Nobody, through all this, said a word about race. At least not publicly.

I meet another urban pioneer of a different stripe.

Ben, 38, grew up on Madison Avenue in New York and went to Vassar. He came to Philly 13 years ago for a teaching job in Logan, and worked for Sister Mary Scullion’s Project H.O.M.E. for a couple of years. Then he got into rehabbing houses.

Seven and a half years ago, he bought a rowhouse a couple blocks north of Girard. He thought the neighborhood—rundown, not integrated—was about to change. For a couple years, Ben was pretty much the only white guy there, though he was comfortable. Ben roams all over Philly—I catch up with him one day for lunch at Syrenka in Port Richmond, where he’s building sets for the TV show Do No Harm. 

His rowhouse is on a corner, where kids hang out; he got to know them. There’s “tons of great neighbors,” Ben says, from folks who work three jobs to welfare recipients, often subsidized by the local drug trade.

He’s rehabbed three houses nearby; one had been a crackhouse where squatters got sent to jail, leaving behind 15 gallons of urine in various cups and bottles. “I don’t know why,” Ben shrugs. “But crackheads can sometimes be meticulous.”

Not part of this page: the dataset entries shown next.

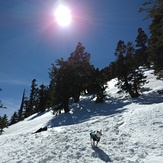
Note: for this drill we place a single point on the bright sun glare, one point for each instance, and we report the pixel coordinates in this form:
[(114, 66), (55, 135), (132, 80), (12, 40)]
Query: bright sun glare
[(63, 15)]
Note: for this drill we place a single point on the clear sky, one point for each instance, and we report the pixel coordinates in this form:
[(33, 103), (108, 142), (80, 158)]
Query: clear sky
[(31, 40)]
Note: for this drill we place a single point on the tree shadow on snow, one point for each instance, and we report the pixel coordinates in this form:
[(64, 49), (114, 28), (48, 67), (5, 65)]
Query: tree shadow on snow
[(86, 109), (100, 154), (151, 98)]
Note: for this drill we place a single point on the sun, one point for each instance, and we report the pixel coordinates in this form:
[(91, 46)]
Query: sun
[(63, 15)]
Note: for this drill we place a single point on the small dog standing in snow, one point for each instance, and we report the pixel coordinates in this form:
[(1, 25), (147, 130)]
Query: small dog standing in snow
[(95, 137)]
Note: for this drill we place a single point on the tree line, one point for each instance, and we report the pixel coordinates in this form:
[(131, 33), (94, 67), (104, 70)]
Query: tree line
[(76, 76)]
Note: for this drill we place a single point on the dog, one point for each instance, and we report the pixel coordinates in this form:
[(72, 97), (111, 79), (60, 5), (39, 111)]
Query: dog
[(95, 136)]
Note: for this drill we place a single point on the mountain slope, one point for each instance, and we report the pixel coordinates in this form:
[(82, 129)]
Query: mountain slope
[(132, 131)]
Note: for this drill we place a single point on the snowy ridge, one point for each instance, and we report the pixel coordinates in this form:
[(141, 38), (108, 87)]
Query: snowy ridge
[(132, 131)]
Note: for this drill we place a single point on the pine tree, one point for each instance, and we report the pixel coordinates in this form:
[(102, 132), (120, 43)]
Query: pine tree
[(20, 111), (155, 12), (14, 118), (142, 56), (130, 77), (80, 66), (33, 99), (3, 123), (42, 96), (60, 76)]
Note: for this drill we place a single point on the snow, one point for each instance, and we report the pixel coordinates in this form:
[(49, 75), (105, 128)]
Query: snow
[(132, 131)]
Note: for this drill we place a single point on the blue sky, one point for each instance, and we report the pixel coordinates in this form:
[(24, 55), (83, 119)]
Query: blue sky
[(31, 40)]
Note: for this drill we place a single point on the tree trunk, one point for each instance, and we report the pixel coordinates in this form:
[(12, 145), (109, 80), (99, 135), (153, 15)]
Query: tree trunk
[(66, 106)]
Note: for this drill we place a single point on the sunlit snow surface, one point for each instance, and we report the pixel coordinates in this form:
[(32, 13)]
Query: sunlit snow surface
[(132, 131)]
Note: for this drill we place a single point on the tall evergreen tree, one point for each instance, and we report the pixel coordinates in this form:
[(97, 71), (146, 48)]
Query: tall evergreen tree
[(142, 56), (3, 123), (130, 77), (14, 118), (79, 62), (42, 96), (20, 111), (32, 103), (60, 76), (154, 9)]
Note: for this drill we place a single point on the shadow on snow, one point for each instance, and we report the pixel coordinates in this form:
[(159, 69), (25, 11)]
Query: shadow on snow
[(86, 109), (100, 154)]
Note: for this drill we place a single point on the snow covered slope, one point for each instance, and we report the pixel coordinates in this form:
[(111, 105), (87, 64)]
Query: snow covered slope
[(132, 131)]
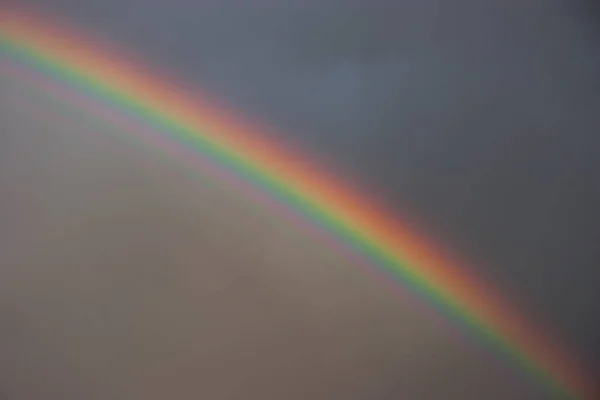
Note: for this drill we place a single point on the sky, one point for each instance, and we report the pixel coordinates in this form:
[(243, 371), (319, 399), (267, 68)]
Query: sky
[(478, 118)]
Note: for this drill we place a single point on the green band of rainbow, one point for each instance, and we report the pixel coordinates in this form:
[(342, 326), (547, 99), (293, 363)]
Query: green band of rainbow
[(46, 48)]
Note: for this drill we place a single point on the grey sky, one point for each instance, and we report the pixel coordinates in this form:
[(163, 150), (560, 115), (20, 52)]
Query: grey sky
[(479, 117)]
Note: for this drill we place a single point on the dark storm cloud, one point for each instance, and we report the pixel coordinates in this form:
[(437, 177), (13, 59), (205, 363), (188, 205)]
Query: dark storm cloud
[(480, 117)]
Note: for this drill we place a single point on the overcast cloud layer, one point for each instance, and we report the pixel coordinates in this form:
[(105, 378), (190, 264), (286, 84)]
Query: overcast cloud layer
[(481, 118)]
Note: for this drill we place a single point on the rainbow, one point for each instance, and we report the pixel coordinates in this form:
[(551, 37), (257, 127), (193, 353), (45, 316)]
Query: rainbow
[(57, 58)]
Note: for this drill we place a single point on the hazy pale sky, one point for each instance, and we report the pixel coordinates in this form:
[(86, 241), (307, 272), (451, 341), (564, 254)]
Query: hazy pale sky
[(480, 118)]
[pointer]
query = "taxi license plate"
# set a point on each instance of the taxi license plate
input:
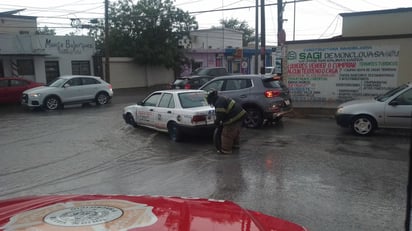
(287, 102)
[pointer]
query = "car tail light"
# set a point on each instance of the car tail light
(272, 93)
(198, 118)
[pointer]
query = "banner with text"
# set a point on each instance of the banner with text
(341, 73)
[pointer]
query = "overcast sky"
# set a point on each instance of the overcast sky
(314, 19)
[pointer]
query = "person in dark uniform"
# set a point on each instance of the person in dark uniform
(230, 115)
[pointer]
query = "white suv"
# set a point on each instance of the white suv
(72, 89)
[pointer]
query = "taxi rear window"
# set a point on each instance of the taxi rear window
(192, 99)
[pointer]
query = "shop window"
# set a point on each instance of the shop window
(81, 67)
(25, 67)
(1, 69)
(52, 70)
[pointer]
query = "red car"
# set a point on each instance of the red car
(11, 88)
(121, 212)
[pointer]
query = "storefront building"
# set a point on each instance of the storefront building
(372, 56)
(41, 58)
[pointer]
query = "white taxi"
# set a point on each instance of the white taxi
(176, 112)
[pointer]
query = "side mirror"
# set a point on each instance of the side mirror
(394, 102)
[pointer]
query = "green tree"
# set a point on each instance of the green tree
(46, 31)
(148, 31)
(248, 33)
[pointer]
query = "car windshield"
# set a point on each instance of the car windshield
(202, 72)
(57, 82)
(272, 83)
(390, 93)
(268, 70)
(196, 71)
(179, 81)
(192, 99)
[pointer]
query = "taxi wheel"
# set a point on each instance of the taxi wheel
(174, 132)
(130, 120)
(52, 103)
(254, 118)
(363, 125)
(102, 98)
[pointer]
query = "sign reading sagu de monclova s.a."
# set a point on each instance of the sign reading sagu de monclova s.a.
(341, 73)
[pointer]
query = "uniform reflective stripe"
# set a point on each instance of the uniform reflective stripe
(236, 118)
(220, 109)
(230, 106)
(228, 109)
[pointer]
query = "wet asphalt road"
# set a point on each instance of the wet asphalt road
(307, 171)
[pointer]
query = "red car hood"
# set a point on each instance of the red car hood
(120, 212)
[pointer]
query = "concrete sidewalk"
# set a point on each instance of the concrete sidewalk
(314, 109)
(300, 109)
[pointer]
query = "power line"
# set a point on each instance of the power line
(241, 7)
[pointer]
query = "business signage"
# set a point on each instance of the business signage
(341, 73)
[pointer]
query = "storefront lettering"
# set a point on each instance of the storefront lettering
(341, 73)
(68, 46)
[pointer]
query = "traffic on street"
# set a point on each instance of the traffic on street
(305, 170)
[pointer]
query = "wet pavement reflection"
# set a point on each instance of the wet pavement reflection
(308, 171)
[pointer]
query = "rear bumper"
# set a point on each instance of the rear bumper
(344, 120)
(277, 114)
(200, 129)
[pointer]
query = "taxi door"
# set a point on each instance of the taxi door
(165, 111)
(398, 112)
(145, 111)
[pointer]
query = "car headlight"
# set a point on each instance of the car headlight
(35, 95)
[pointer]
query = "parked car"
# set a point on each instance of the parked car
(264, 98)
(71, 89)
(390, 110)
(129, 212)
(210, 71)
(11, 88)
(198, 77)
(176, 112)
(190, 82)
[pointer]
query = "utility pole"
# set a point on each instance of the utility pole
(257, 38)
(281, 40)
(280, 23)
(106, 42)
(263, 37)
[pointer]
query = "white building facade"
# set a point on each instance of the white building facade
(42, 57)
(372, 56)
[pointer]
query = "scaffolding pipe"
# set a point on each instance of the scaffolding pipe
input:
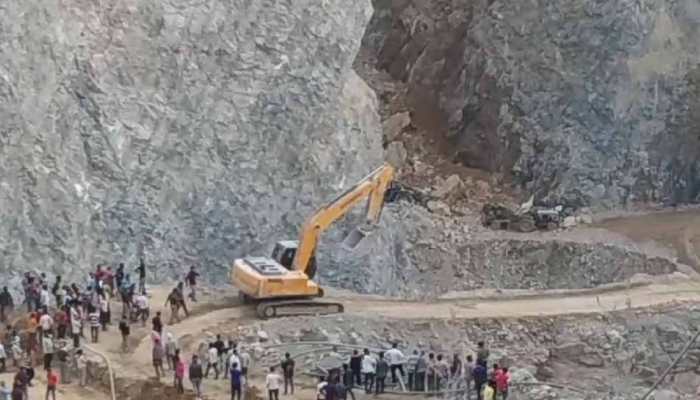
(109, 369)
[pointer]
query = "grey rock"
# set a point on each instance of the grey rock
(186, 133)
(394, 125)
(590, 102)
(452, 184)
(396, 154)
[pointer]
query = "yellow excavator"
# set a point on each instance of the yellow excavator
(283, 285)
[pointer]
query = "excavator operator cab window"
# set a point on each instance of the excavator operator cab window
(284, 254)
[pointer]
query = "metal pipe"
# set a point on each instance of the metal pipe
(109, 369)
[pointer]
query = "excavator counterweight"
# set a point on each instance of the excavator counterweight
(283, 285)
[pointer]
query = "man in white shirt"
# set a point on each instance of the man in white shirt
(44, 297)
(369, 367)
(396, 359)
(273, 381)
(141, 302)
(213, 355)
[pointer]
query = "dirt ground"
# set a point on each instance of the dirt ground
(215, 310)
(677, 230)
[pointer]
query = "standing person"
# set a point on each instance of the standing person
(81, 363)
(432, 372)
(125, 331)
(142, 309)
(288, 371)
(382, 370)
(503, 383)
(158, 354)
(104, 309)
(44, 297)
(51, 383)
(369, 366)
(213, 361)
(62, 353)
(32, 327)
(480, 377)
(411, 368)
(94, 318)
(170, 350)
(236, 381)
(421, 369)
(157, 323)
(61, 321)
(5, 392)
(196, 375)
(119, 276)
(56, 291)
(245, 362)
(75, 324)
(443, 372)
(356, 367)
(395, 358)
(174, 301)
(273, 382)
(179, 373)
(191, 281)
(16, 348)
(142, 276)
(469, 376)
(3, 358)
(489, 391)
(345, 387)
(181, 295)
(6, 303)
(455, 369)
(482, 354)
(46, 323)
(48, 348)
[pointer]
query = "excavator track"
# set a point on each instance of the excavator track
(294, 308)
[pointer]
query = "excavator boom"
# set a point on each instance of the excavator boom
(283, 285)
(373, 187)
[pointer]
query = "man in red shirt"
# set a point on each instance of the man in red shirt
(51, 383)
(502, 382)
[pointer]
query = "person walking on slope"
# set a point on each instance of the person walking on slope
(196, 376)
(273, 382)
(158, 355)
(213, 361)
(179, 372)
(395, 358)
(503, 383)
(288, 371)
(191, 281)
(51, 384)
(469, 377)
(141, 269)
(369, 365)
(236, 381)
(382, 370)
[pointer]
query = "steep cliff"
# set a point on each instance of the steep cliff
(186, 132)
(581, 102)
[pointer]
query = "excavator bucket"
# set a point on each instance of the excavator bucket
(354, 238)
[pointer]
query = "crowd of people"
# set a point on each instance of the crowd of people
(419, 372)
(58, 316)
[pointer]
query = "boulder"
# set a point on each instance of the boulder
(394, 125)
(396, 154)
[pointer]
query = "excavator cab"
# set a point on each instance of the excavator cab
(284, 253)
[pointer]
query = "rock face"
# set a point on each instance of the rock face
(415, 253)
(579, 102)
(187, 133)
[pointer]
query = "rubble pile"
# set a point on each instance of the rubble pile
(614, 356)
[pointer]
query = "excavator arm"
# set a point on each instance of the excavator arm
(373, 188)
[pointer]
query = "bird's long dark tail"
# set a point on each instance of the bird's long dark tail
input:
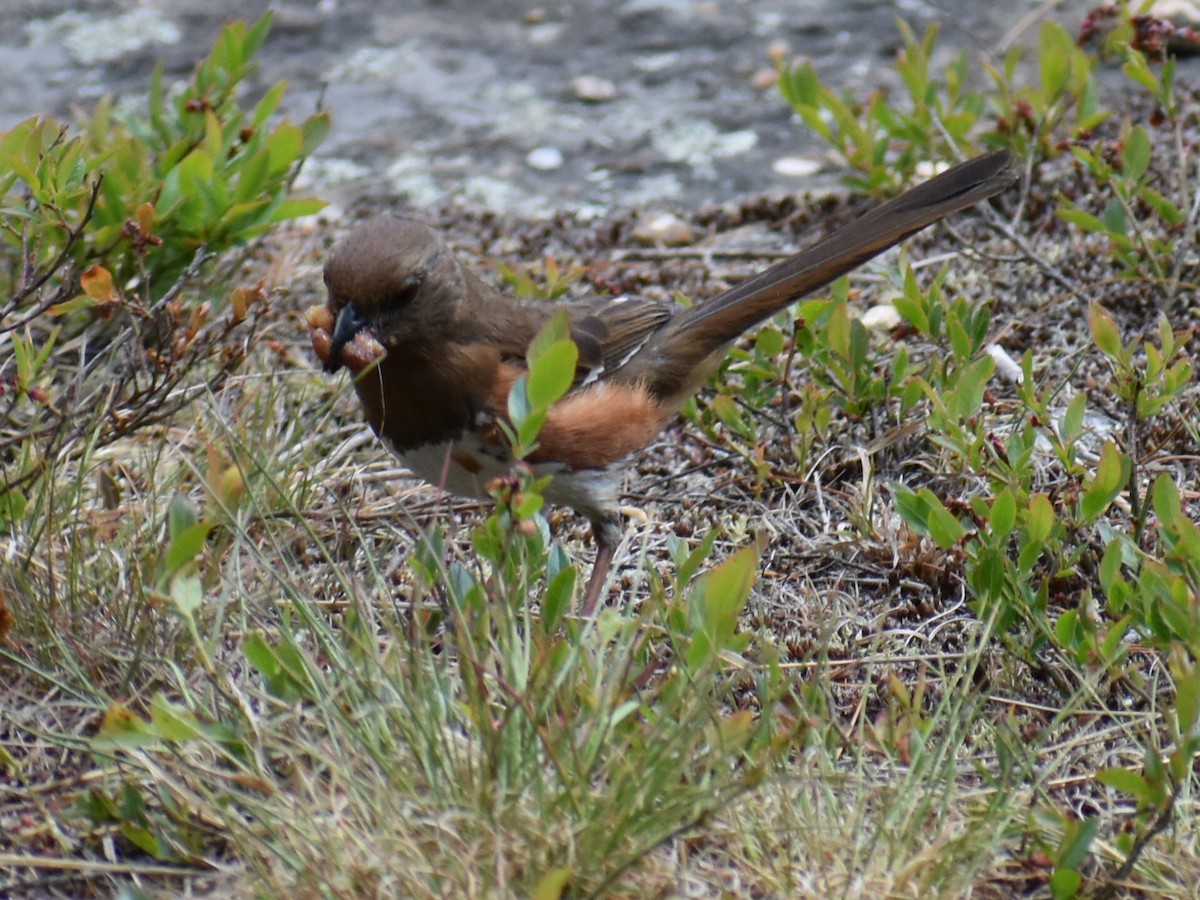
(705, 329)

Then things turned on him. A middle-aged black guy who’d been in the neighborhood drug trade for a couple decades was friendly at first. The guy went to prison on drug charges for a bit. When he came back a couple years ago, he started running drugs next door to Ben’s workshop. The dealer was different now. It was dick-swinging time.

He and his henchmen started parking in front of Ben’s shop, blocking his access. Ben asked them to move, but they would give him a hard time. The dealer started bad-mouthing Ben to the neighborhood, talking about what was going to happen to this encroaching white guy. “He got two strikes, third strike he’s done,” the guy told people. “If he survives, if he makes it out of the neighborhood … We kill motherfuckers around here.”

Ben had hired Thomas, a recovering addict from the halfway house across the street from the shop. Thomas told him not to freak out—the dealer would screw up. So Ben waited.

One day about a year ago, Ben was in his shop when the FBI rolled up in two black SUVs and kicked in the door of the dealer’s building. The dealer wasn’t there, but his sister was out on the street. “Where is he?” the cops demanded. She got him on the phone. He’s now doing 10 years on an Oxycontin prescription scam.

What, I ask Ben over split-pea soup at Syrenka, would have happened to him if the cops hadn’t zeroed in?

“I don’t know,” he laughs, though it’s not a happy, or cocky, laugh. He remains in his house on Thompson, with no particular desire to move. As a boy, Ben took the neighborhoods of New York by storm, and that’s his method in this city: He wants all of it. Fairmount, he says, is too homogeneous for him. He’s a man on the outer limits of engagement—even at the expense of his own well-being.